As is frequently pointed out, there is no “ram ban (means the weapon which never misses the target in hindi)” against DDoS attacks. Therefore we need to understand not only each existing DDoS defense approach, but also how those approaches might be combined together to effectively and completely solve the problem.

Classification by Activity Level

Based on the activity level of DDoS defense mechanisms, we differentiate between preventive and reactive mechanisms.

Preventive Mechanisms

The goal of preventive mechanisms is either to eliminate the possibility of DDoS attacks altogether or to enable potential victims to endure the attack without denying services to legitimate clients. According to these goals we further divide preventive mechanisms into attack prevention and denial-of-service prevention mechanisms.

Attack Prevention Mechanisms
Attack prevention mechanisms modify the system configuration to eliminate the possibility of a DDoS attack. Based on the target they secure, we further divide them into system security and protocol security mechanisms.

System Security Mechanisms

System security mechanisms increase the overall security of the system, guarding against illegitimate accesses to the machine, removing application bugs and updating protocol installations to prevent intrusions and misuse of the system. DDoS attacks owe their power to large numbers of subverted machines that cooperatively generate the attack streams. If these machines were secured, the attackers would lose their army and the DDoS threat would then disappear. On the other hand, systems vulnerable to intrusions can themselves become victims of DDoS attacks in which the attacker, having gained unlimited access to the machine, deletes or alters its contents. Potential victims of DDoS attacks can be easily overwhelmed if they deploy vulnerable protocols. Examples of system security mechanisms include monitored access to the machine, applications that download and install security patches, firewall systems, virus scanners, intrusion detection systems, access lists for critical resources, capability-based systems and client-legitimacy-based systems. The history of computer security suggests that this approach can never be 100% effective, but doing a good job here will certainly decrease the frequency and strength of DDoS attacks.

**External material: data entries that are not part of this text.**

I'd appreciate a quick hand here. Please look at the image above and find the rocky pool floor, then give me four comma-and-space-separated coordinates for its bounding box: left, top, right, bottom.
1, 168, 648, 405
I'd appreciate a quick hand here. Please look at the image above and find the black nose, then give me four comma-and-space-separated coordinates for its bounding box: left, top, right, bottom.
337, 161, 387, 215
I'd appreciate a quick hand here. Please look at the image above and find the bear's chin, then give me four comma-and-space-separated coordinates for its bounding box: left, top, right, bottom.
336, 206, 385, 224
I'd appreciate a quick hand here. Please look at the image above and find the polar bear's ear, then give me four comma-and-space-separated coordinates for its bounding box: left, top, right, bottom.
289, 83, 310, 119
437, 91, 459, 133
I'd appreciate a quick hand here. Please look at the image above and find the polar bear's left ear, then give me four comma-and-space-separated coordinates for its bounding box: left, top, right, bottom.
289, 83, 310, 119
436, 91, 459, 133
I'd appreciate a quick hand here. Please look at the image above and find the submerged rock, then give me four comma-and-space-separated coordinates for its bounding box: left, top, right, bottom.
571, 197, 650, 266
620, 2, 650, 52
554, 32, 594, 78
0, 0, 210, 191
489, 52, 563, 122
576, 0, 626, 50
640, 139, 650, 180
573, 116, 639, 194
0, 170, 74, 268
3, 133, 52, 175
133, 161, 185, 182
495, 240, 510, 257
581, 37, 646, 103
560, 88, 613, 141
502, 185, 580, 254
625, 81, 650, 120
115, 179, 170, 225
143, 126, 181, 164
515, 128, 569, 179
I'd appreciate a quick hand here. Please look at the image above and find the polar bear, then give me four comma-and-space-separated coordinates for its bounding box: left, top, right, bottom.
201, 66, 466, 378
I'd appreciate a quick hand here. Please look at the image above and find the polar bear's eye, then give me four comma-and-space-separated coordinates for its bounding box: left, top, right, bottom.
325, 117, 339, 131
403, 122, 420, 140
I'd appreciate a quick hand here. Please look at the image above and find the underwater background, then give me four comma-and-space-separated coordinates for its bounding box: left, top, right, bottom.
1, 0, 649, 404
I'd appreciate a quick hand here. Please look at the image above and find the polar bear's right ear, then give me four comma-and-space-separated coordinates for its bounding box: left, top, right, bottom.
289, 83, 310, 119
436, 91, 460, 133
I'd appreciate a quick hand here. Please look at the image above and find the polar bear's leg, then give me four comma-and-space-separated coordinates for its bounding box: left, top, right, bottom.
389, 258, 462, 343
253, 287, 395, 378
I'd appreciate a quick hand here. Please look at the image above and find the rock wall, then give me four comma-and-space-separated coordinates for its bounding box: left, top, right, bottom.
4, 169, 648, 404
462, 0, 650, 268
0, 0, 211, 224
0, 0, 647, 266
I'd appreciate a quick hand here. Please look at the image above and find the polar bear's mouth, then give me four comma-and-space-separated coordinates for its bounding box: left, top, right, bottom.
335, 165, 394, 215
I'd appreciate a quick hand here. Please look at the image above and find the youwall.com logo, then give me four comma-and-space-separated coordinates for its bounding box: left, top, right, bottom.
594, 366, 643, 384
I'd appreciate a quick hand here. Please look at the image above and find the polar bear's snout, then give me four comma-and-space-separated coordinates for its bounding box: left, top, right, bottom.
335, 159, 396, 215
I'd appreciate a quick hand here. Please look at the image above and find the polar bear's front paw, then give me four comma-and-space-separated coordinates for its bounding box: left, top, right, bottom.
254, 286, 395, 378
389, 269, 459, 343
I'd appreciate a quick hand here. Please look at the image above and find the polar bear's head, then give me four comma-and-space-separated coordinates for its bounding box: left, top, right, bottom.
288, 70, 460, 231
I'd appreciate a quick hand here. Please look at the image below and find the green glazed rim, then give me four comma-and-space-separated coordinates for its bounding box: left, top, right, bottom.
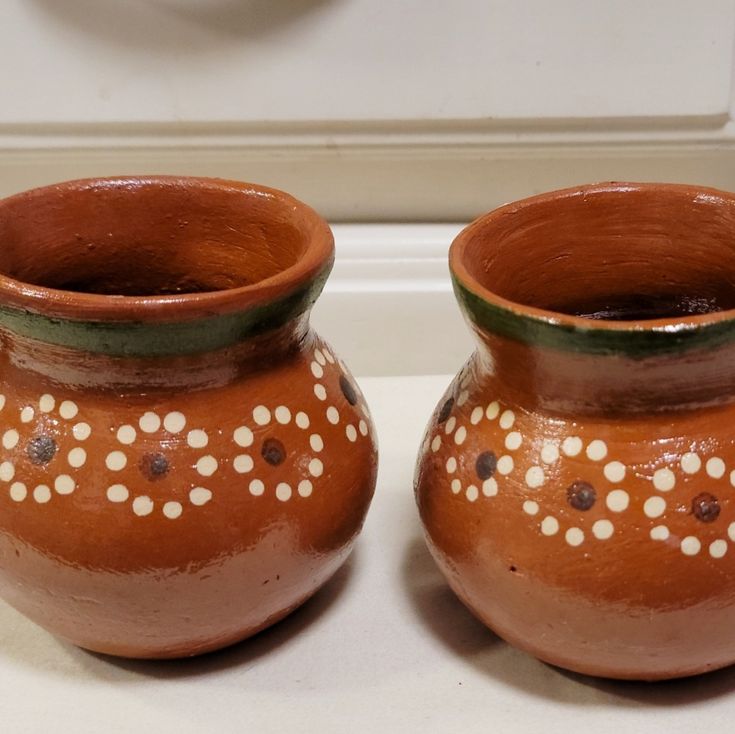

Protocol Security Mechanisms

Protocol security mechanisms address the problem of bad protocol design. Many protocols contain operations that are cheap for the client but expensive for the server. Such protocols can be misused to exhaust the resources of a server by initiating large numbers of simultaneous transactions. Classic misuse examples are the TCP SYN attack, the authentication server attack, and the fragmented packet attack, in which the attacker bombards the victim with malformed packet fragments forcing it to waste its resources on reassembling attempts. Examples of protocol security mechanisms include guidelines for a safe protocol design in which resources are committed to the client only after sufficient authentication is done , or the client has paid a sufficient price , deployment of powerful proxy server that completes TCP connections , etc. Deploying comprehensive protocol and system security mechanisms can make the victim completely resilient to protocol attacks. Also, these approaches are inherently compatible with and complementary to all other approaches.
Denial-of-service prevention mechanisms enable the victim to endure attack attempts without denying service to legitimate clients. This is done either by enforcing policies for resource consumption or by ensuring that abundant resources exist so that legitimate clients will not be affected by the attack. Consequently, based on the prevention method, we differentiate between resource accounting and resource multiplication mechanisms.

Resource Accounting Mechanisms

Resource accounting mechanisms police the access of each user to resources based on the privileges of the user and his behavior. Such mechanisms guarantee fair service to legitimate well-behaving users. In order to avoid user identity theft, they are usually coupled with legitimacy-based access mechanisms that verify the user’s identity. Approaches proposed in illustrate resource accounting mechanisms.

Resource Multiplication Mechanisms

Resource multiplication mechanisms provide an abundance of resources to counter DDoS threats. The straightforward example is a system that deploys a pool of servers with a load balancer and installs high bandwidth links between itself and upstream routers. This approach essentially raises the bar on how many machines must participate in an attack to be effective. While not providing perfect protection, for those who can afford the costs, this approach has often proven sufficient. For example, Microsoft has used it to weather large DDoS attacks.

Reactive Mechanisms

Reactive mechanisms strive to alleviate the impact of an attack on the victim. In order to attain this goal they need to detect the attack and respond to it. The goal of attack detection is to detect every attempted DDoS attack as early as possible and to have a low degree of false positives. Upon attack detection, steps can be taken to characterize the packets belonging to the attack stream and provide this characterization to the response mechanism. We classify reactive mechanisms based on the attack detection strategy into mechanisms that deploy pattern detection, anomaly detection, hybrid detection, and third-party detection.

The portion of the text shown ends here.